Il est meme prévue que des films sortent dans ce nouveau support (UMD)

c'est vraiment dommage qu'on ne puisse rien mettre sur ces disc. Mais je pense que si il y a une connectique usb/wifi, c'est qu'on poura surement mettre des données (puisqu'ils parlent de mp3) sur cette console !

Je plutot déçu du produit "quasi-final" par rapport au prototype qui était hyper class, de meme type que l'ipod. 

là on dirait un gros rectangle en plastique bas de gamme (avec énormément de boutons!), et surtout, avant de la comparé à l'ipod, n'oubliez pas qu'elle est presque 2 fois plus grosse !!!

(ça joue sur les intention d'achat qd meme, si on ne peut pas la mettre dans sa poche, comme un ipod ou un game boy...)

par contre, je paris dès maintenant *qu'elle sera plus de 300 euros*.

sinon c'est début 2005 au japon, usa, et l'europe...ba plus tard, comme d'hab !

l'ipod est un objet qui excelle dans sa fonction unique : diffuser de la musique, tout le monde n'est pas client d'un objet qui fait console/pda/lecteur mp3/radio/lecteur de film/café/repassage....

mais j'avous que la question est pertinente... seul l'avenir nous le dira !


----------



## vincmyl (10 Août 2004)

Sony a annoné un prix inférieur a 300 euros


----------



## Gabi (10 Août 2004)

Si les UMD étaient gravables, rien n'empécherait d'y mettre une ROM...


----------



## Gabi (10 Août 2004)

tyler_d a dit:
			
		

> par contre, je paris dès maintenant *qu'elle sera plus de 300 euros*.


 Sûr ! Pas possible de sortir une consolelecteurdefilmsetdemusiqueradioréveilettondeusedepoilsdenezintegrés à un prix aussi bas ou alors sans aucune marge...
De plus, j'imagine une portabilité nulle : 
autonomie batterie basse : vu l'ecran, le processeur, les fonctionalités, ...
Trop grosse : tient pas dans une poche et ecran à nu...

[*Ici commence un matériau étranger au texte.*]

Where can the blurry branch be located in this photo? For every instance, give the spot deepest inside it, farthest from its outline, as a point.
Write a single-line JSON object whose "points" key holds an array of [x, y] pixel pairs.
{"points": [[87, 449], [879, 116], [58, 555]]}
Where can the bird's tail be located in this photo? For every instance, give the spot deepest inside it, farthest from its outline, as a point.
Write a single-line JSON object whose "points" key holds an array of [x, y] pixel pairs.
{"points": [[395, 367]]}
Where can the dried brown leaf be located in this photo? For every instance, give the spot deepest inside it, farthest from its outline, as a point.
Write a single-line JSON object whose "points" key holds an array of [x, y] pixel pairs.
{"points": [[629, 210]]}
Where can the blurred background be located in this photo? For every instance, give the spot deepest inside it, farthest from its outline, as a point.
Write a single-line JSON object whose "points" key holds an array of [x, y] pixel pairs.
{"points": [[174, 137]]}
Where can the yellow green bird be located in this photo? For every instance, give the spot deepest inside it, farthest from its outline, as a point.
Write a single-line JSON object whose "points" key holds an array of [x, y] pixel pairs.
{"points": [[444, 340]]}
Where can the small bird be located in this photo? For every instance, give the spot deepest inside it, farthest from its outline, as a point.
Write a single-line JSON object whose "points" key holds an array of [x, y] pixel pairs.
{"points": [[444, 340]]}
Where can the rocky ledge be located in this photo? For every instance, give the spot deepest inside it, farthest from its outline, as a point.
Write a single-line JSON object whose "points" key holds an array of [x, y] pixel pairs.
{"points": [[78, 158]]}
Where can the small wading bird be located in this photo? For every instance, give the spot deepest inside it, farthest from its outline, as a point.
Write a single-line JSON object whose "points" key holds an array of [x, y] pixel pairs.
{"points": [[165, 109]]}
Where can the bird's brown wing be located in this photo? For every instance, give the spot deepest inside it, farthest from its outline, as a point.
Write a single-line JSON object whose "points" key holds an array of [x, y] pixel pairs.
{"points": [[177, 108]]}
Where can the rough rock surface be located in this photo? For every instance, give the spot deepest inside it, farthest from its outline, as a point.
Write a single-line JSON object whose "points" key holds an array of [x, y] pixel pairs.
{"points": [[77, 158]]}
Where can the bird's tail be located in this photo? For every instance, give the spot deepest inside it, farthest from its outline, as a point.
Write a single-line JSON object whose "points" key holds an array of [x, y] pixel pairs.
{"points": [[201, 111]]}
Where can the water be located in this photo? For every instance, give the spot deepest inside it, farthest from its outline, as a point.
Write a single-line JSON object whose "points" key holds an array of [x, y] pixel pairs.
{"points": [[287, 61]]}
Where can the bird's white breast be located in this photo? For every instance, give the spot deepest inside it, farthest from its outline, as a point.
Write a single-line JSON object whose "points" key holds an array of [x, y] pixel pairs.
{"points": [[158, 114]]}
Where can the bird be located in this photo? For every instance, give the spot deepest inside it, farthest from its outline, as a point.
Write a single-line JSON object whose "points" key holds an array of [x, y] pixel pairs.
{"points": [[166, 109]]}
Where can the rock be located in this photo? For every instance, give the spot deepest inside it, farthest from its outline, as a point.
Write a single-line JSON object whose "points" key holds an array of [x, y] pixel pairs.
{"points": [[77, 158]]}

J'attends la Nintendo DS !! (mais bon, on est pas sur Gamekult ici...)


----------



## Eric Blair (10 Août 2004)

Gabi a dit:
			
		

> J'attends la Nintendo DS !! (mais bon, on est pas sur Gamekult ici...)



 :mouais:  :mouais:  :mouais: ...    :bebe:  :bebe:       :love:  :love:


----------



## ederntal (10 Août 2004)

Eric Blair a dit:
			
		

> :mouais:  :mouais:  :mouais: ...    :bebe:  :bebe:       :love:  :love:



Métroid  va etre une bombe... Vive nintendo!!!


----------



## Eric Blair (10 Août 2004)

ederntal a dit:
			
		

> Métroid  va etre une bombe... Vive nintendo!!!



 :mouais:  :mouais: ... C'est pas bientôt fini de flooder   !  :rateau:    

Et GT4 sur PSP, c'est pas de la balle peut-être !    :mouais:    :rose: ... ok, je sors... LoL


----------



## vincmyl (10 Août 2004)

Celle de Nintendo on dirait une vieille console :mouais:


----------



## purestyle (10 Août 2004)

Ca doit être la trentaine mais je supporte plus les jeux Nintendo style Mario ou Donkey Kong.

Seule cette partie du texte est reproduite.